Akhirnya kami perlu check in dulu ke Hotel. Rate kamar Hotel sekitar 400 krona per malam, dan mempunyai fasilitas cukup menyenangkan: sarapan, tempat tidur nyaman, kopi dan teh gratis. Setelah check in, kami lanjutkan lagi berkeliling menyusuri dan mengelilingi kota  Oslo sampai tengah malam. Aku tidak ingat lagi ke mana saja. Yang jelas kami juga masuk ke mall-mall nya Oslo yang isinya sama saja dengan mall di Indonesia. Dan berjalan-jalan lagi ke down town Oslo sepuasnya, karena besok pagi kami harus pulang naik kereta pagi yang melewati Goteborg kemudian ke Malmo.

Yang aku ingat dengan kota Oslo adalah kota yang tenang, bersih, dan aristokrat. Orang-orangnya terlihat hampir semua berpendidikan. Bahasa Inggris dipahami oleh semua kalangan. Selain yang aku ingat, masih banyak hal yang tidak aku ingat karena perjalananku ini singkat dan sudah berlangsung pada belasan tahun lalu.

Setelah matahari mulai tenggelam, kami balik ke hotel dan beristirahat. Menyiapkan diri untuk berkerataapi ria lagi balik ke Malmo.


Minggu, 13 April 1997
Bangun pagi. Kemudian sarapan. Setelah itu berfoto-foto sebentar di sekitaran Hotel, baru kemudian kami menuju ke stasiun Oslo. Kami naik kereta ekspres yang routenya agak berbeda, yakni melewati kota Goteborg. Perjalanan dari Oslo - Goteborg – Malmo menurut saya tidak seseru route kemarin. Tebing-tebung curam yang kemarin tidak terlihat. Hanya saat melewati Goteborg, pemadanangnya laut, dermaga, dan pelabuhannya sangat indah dan sibuk. Banyak kapal-kapal yang bersandar dan container-container yang menumpuk rapi di pinggir pelabuhan. Kereta api sempat berhenti di kota ini untuk menurunkan sebagian penumpang. Namun  kami tidak sempat turun di sini, karena waktu kami terbatas. Besok pagi sudah ada kelas yang harus  kami ikuti kembali.

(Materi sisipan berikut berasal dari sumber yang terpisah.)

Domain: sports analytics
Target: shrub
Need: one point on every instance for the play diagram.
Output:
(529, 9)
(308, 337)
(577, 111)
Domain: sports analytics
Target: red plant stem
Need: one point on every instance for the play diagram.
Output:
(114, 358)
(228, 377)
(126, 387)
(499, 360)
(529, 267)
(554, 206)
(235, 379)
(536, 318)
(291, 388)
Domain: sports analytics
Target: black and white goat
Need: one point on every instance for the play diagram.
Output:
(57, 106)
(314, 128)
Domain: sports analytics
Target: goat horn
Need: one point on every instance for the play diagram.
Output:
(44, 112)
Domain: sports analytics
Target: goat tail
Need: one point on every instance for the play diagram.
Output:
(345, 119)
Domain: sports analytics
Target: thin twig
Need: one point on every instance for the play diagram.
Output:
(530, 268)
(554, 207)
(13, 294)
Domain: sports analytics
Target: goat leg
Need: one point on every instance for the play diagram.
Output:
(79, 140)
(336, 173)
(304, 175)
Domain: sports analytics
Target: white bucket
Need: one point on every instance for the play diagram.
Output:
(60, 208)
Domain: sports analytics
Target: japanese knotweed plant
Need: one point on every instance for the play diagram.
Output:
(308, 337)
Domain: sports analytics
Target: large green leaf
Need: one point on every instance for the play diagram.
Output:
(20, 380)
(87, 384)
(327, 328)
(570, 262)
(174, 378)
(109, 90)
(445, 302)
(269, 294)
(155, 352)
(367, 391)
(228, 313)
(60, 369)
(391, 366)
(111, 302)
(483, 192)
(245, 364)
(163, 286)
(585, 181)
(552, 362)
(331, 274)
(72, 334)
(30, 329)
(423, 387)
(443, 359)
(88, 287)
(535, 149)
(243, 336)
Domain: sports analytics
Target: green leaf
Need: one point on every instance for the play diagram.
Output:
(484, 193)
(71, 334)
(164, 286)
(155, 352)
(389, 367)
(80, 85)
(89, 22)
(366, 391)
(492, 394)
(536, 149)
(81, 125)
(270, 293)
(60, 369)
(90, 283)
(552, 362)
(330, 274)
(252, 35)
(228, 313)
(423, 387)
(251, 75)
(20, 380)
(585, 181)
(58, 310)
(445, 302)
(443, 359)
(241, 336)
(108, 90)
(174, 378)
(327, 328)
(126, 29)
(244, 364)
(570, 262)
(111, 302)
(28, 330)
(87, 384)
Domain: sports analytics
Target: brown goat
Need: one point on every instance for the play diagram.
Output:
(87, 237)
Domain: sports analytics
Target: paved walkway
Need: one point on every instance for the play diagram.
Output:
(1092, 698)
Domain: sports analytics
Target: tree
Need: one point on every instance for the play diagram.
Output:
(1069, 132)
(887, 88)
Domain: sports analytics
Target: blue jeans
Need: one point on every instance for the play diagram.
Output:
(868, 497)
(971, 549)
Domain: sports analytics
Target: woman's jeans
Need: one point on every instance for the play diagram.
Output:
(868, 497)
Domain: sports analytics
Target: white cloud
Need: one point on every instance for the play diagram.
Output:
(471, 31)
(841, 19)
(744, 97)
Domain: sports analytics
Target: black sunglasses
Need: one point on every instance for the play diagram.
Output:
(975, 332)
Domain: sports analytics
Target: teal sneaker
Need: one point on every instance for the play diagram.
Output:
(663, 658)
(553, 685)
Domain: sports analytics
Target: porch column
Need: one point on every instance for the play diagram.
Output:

Kota Goteborg dengan pelabuhannya.


Kami sampai di Malmo sekitar jam 19.00. Langsung pulang berjalan kaki menuju ke Hotel. Habis itu selonjor lagi.... 



(to be continued to part 4)

Bontang, 09 Agustus 2011 (dikirim ke blog ini tanggal 26 September 2013, agar cerita ini tidak hilang).